Welcome back to everyone’s favorite www.isleyunruh.com Monday feature! Middle-earth being the place of enchantment and wonder that it is, each month I will use my love of fictional cartography to transport you to another time and place. So why not take a moment to fill your head full of knowledge that will have no bearing at all on the real world?
This month I’ll be discussing the frozen wastes in the far north of Middle-earth.
Most of these that escaped made their way into the North, and Thráin I, Náin’s son, came to Erebor, the Lonely Mountain, near the eastern eaves of Mirkwood, and there he began new works, and became King under the Mountain. In Erebor he found the great jewel, the Arkenstone, Heart of the Mountain. But Thorin I his son removed and went into the far North to the Grey Mountains, where most of Durin’s folk were now gathering; for those mountains were rich and little explored. But there were dragons in the wastes beyond; and after many years they became strong again and multiplied, and they made war on the Dwarves, and plundered their works. At last Dáin I, together with Frór his second son, was slain at the door of his hall by a great cold-drake.
Though I have discussed the Icebay of Forochel and the Withered Heath before, I have yet to take a closer look at the frozen wasteland that they bordered. Most simply called it the Northern Wastes, though it was once known as Forodwaith before the breaking of Arda. It was a flat and featureless land that stretched on for endless leagues into the north. The great sea of Belegaer stretched up to border the realm to the west, a frigid sea, like the ancient Helcaraxë, was covered in “vast fogs and mists of deathly cold, and the sea-streams were filled with clashing hills of ice and the grinding of ice deep-sunken.” Andbeyond even the ice bay of Forochel, the frozen earth and frozen sea merged into one great vast plain of ice where none but the greatest cold drakes could survive for long.
Though the name Forodwaith means “Northern Realm,” it also referred to the people who once inhabited the land. The swarthy folk of Bëor crossed the Ered Luin into Thargelion in 410 F.A., and it is surmised that perhaps those who remained behind became the Forodwaith. Though these people had dwindled down, perhaps to nothing, by the end of the third age, a small remnant of “snow men” known as the Lossoth still inhabited the lands about the Ice Bay of Forochel (again, their story is told HERE). It is also surmised that still other remnants of the Forodwaith still dwelt in the more “habitable” southern regions of the realm. It was from these that the Lord of the Nazgul recruited the Men of Angmar. Some of these peopls may have even lived as far south as the northern Anduin Vales and northern Rhudar (until they were driven away by the Eotheod and Gondorian’s respectively).
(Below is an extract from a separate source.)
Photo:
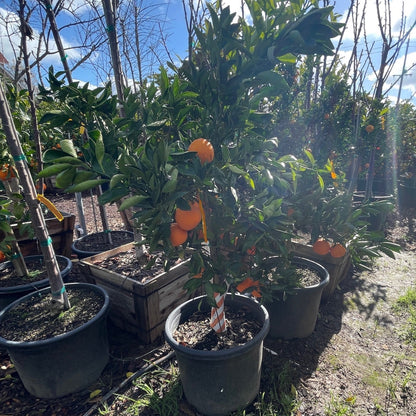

So deadly was the cold that almost nothing is known of the realm. In fact, lying only a hundred leagues north of the pleasantly temperate Shire, the cause of Forodwaith’s extreme frigid cold might have been of unnatural origin. Perhaps a remnant of the cold sorceries that built Melkor’s ancient fortress of Utumno so many thousands of years before still rested upon the northern lands of Arda. No matter what the cause, in the deepest regions of the Northern Wastes, nothing could survive but the mighty Cold-drakes (Dragons without fire breath) whose ensorcelled constitutions had no use for food or warmth (these were the same beasts that slew Dáin I and his heir, Frór in the year 2589 of the third age. And, as the world slowly forgot the old ways and Melkor’s power of the Northern Wastes finally began to wane, the Cold-drakes retreated further and further to the north until they burrowed into the earth beneath tons of permafrost and ice. And perhaps they slumber there still, waiting to be awoken by those who might delve too deep in the trackless ice of the wastes of Forodwaith.